ITM Power, the energy storage and clean fuel company, announces that following the sale of a 360kW power-to-gas energy storage plant, announced in March, the Thüga Group has begun construction of its power-to-gas pilot plant in Frankfurt.
“Frankfurt was chosen because the infrastructure to connect an electrolysis plant was already available,” says Michael Riechel, member of the Thüga Management Board. In addition, the minimum gas sales in the region necessary for operation are guaranteed even in the summer months when consumption is low.
Over the course of a three-year operation 13 Thüga partners will test power-to-gas storage technology using the gas distribution network. In addition to testing the technical feasibility, the companies are calling for framework conditions that will enable reliable and economical operation of this technology.
By the end of 2013 the plant should be converting electricity into hydrogen for the first time and feeding into the local gas distribution network. Between then and 2016, the companies will gain experience in how the plant works under practical conditions.

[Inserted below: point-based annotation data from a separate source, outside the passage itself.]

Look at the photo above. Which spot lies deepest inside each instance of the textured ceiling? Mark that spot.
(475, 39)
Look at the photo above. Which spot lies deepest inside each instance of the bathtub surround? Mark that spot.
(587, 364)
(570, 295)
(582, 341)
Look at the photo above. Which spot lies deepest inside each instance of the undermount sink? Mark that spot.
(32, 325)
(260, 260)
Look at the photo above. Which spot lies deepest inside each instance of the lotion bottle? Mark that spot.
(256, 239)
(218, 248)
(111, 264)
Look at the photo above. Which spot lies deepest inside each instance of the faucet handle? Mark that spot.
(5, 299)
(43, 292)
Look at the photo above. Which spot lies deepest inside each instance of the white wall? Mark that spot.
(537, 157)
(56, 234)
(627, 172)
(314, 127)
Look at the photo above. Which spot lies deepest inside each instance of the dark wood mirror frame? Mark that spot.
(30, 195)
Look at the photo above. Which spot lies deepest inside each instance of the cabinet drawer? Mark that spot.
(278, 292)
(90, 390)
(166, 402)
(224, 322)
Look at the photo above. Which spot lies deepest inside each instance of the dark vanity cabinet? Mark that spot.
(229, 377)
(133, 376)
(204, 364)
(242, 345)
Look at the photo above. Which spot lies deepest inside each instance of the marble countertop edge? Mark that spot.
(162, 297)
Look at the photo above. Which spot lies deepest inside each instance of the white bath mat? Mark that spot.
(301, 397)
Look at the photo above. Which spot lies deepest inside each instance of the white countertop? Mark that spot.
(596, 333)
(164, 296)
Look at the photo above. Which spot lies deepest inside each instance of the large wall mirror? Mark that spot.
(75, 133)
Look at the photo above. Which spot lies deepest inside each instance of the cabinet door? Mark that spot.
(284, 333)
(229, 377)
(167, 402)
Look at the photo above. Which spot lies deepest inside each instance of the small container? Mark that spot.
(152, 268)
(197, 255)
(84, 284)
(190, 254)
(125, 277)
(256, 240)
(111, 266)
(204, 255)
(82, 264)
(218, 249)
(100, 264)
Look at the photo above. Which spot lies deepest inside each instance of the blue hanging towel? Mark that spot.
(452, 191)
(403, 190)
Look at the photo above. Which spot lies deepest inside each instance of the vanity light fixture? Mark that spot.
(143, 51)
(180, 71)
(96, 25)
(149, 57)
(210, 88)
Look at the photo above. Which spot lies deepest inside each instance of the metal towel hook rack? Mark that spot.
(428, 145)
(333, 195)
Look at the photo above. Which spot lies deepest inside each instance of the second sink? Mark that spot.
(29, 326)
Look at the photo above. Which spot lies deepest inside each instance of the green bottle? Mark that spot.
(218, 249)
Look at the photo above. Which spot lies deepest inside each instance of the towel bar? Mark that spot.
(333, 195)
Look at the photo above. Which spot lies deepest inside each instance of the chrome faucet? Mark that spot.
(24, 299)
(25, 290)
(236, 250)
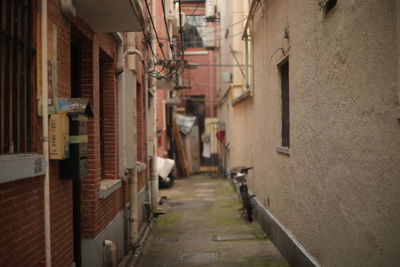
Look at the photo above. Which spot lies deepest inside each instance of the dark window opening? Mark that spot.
(17, 78)
(194, 32)
(75, 69)
(284, 70)
(329, 5)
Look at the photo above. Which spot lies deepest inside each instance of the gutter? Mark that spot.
(45, 138)
(250, 16)
(132, 173)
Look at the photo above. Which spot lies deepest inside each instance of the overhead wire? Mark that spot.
(160, 44)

At the core of the plant is a proton exchange membrane (PEM) electrolyser produced by ITM Power. The project partners have opted for this facility because, in comparison with alkaline electrolysers, the operating medium is water rather than a potassium hydroxide solution and is therefore more environmentally friendly. Furthermore, the system reacts more quickly to changes in the electrical load on the grid thanks to the PEM electrolyser.
A further advantage is the compact design, as a higher output can be achieved in the same unit area. The plant will produce around 60 cubic metres of hydrogen per hour and so feed 3000 cubic metres of natural gas enriched with hydrogen into the grid per hour. An expansion of the pilot plant is planned from 2016 and the hydrogen will then be converted to methane and fed into the gas distribution network.

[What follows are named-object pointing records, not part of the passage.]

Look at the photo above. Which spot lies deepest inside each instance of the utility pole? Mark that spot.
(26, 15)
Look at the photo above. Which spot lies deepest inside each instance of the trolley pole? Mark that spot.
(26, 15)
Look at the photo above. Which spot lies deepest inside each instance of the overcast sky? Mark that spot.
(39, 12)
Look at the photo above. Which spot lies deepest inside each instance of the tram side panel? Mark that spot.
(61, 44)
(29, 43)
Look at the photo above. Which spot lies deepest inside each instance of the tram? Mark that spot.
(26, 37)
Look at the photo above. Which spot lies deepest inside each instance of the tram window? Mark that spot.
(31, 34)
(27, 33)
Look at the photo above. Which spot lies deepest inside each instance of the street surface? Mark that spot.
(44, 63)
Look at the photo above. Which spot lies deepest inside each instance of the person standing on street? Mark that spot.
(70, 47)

Framework conditions must be right
In view of the high energy volumes to be stored, power-to-gas technology is of great importance. An analysis by Thüga has shown that the renewable energy storage requirements could be 17 terawatt hours (TWh) in 2020 and could even reach 50 TWh in 2050. The municipal gas distribution networks can manage these quantities in principle.
“Our gas distribution networks could therefore be the battery of the future,” Riechel offered. In order to allow the power-to-gas storage technology to realize its full potential, it first requires temporary start-up funding in the form of state grants in order to achieve a certain readiness for market as well as a legal foundation for this technology. So that operators should be exempt from end-user fees, for example.
“Energy storage facilities and therefore power-to-gas technology are a key to the success of the Energiewende (energy turnaround). To develop them we need a sustainable market model in Germany in the long-term – such as the one presented by the Thüga Group – in order to secure the economic operation of energy storage,” says Riechel.
Commenting on the announcement, ITM Power Managing Director, Phil Doran, said: “We are delighted that Thüga Group has started construction of what will be a vital reference site for all our partners as well as for national and regional government in Germany and ITM Power. From the end of this year, when it is up and running, this plant will become the focal point of our sales and marketing in the power-to-gas sector in Europe.”
Project partners include badenova AG & Co. KG, Erdgas Mittelsachsen GmbH, Energieversorgung Mittelrhein GmbH, erdgas schwaben gmbh, ESWE Versorgungs AG, Gasversorgung Westerwald GmbH, Mainova Aktiengesellschaft, Stadtwerke Ansbach GmbH, Stadtwerke Bad Hersfeld GmbH, Thüga Energienetze GmbH, WEMAG AG, e-rp GmbH as well as Thüga Aktiengesellschaft as project coordinator. The operational phase will be supervised by scientific project partners and by the Hesse Ministry for Environment, Energy, Agriculture and Consumer Protection.